Les premiers temps de leur amour furent enivrants. La lune de miel brûlait comme un soleil. Il y avait dans ce miel un feu caché, un alcool. De quelles plantes les deux abeilles l’avaient-elles pompé ? Ce n’était point des seules fleurs du printemps. Elles avaient toutes les deux goûté prématurément aux sucs de l’été, et, dans le nombre, à d’assez acres et dévorants. Le jeune amour, en les mêlant dans son alambic, en avait fait un philtre merveilleux. Tout était neuf, tout était pur, tout était flamme. Est-il rien que ne renouvelle et que ne lave la flamme ? (Mais qu’en restera-t-il, après ?)

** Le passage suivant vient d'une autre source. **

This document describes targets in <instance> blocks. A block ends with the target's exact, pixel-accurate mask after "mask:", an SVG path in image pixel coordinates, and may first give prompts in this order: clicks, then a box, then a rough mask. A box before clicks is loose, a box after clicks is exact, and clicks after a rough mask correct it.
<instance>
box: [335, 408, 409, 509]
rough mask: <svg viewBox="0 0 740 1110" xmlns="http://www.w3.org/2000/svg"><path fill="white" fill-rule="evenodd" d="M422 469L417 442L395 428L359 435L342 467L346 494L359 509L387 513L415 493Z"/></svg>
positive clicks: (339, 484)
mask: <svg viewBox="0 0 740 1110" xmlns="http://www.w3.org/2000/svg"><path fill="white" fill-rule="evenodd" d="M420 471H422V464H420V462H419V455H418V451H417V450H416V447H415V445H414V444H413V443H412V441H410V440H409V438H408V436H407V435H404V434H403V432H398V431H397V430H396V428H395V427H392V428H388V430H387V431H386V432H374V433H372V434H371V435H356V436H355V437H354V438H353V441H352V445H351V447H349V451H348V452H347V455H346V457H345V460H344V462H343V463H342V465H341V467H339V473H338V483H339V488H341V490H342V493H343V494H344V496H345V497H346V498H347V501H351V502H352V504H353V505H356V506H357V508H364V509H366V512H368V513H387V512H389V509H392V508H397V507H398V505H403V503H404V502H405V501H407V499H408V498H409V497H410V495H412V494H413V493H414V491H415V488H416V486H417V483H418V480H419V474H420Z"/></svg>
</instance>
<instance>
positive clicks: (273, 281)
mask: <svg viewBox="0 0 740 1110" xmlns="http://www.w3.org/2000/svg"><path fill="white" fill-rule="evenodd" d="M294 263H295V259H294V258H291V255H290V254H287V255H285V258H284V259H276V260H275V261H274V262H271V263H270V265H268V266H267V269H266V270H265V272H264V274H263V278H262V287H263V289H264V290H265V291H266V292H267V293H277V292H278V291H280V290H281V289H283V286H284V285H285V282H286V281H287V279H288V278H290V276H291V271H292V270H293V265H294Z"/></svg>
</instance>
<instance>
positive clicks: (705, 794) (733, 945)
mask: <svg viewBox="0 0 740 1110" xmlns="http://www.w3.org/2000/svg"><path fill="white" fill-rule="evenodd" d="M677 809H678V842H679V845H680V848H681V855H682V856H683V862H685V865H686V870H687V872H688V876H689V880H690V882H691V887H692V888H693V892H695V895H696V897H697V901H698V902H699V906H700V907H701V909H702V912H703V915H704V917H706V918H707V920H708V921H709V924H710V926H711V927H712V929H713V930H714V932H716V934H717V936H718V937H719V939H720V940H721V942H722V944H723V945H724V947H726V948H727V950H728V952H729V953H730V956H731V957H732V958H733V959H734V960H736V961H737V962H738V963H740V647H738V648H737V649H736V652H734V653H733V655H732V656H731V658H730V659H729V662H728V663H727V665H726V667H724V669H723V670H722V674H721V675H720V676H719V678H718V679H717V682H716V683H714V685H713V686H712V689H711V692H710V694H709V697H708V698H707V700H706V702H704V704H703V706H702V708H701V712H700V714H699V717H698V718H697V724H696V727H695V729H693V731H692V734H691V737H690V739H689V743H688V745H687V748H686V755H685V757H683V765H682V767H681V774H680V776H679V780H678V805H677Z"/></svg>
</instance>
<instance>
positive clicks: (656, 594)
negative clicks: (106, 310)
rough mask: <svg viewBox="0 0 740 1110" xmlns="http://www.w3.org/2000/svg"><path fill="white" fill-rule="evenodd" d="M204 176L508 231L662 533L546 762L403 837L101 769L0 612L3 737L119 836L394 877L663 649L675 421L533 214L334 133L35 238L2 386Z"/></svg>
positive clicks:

Ils passaient des jours et des nuits, oiseaux fous, bouche à bouche, agrippés, buvant leur souffle, par toutes leurs griffes agrafés, comme deux vaisseaux éperonnés, entrés jusqu’au cœur de la place. Ils restaient des jours et des nuits, enfermés, la fenêtre de la chambre entrebâillée, refusant de sortir, refusant d’ouvrir, se dévorant, jamais rassasiés, épuisés.
Annette, qui réussit à forcer la porte, les trouva sur leur lit — ils ne prenaient point la peine de se cacher — ivres, hagards, heureux, brisés, brûlants de fièvre et de volupté. Et Assia, étreignant la tête de son garçon, défiait Annette, avec des yeux avides et farouches.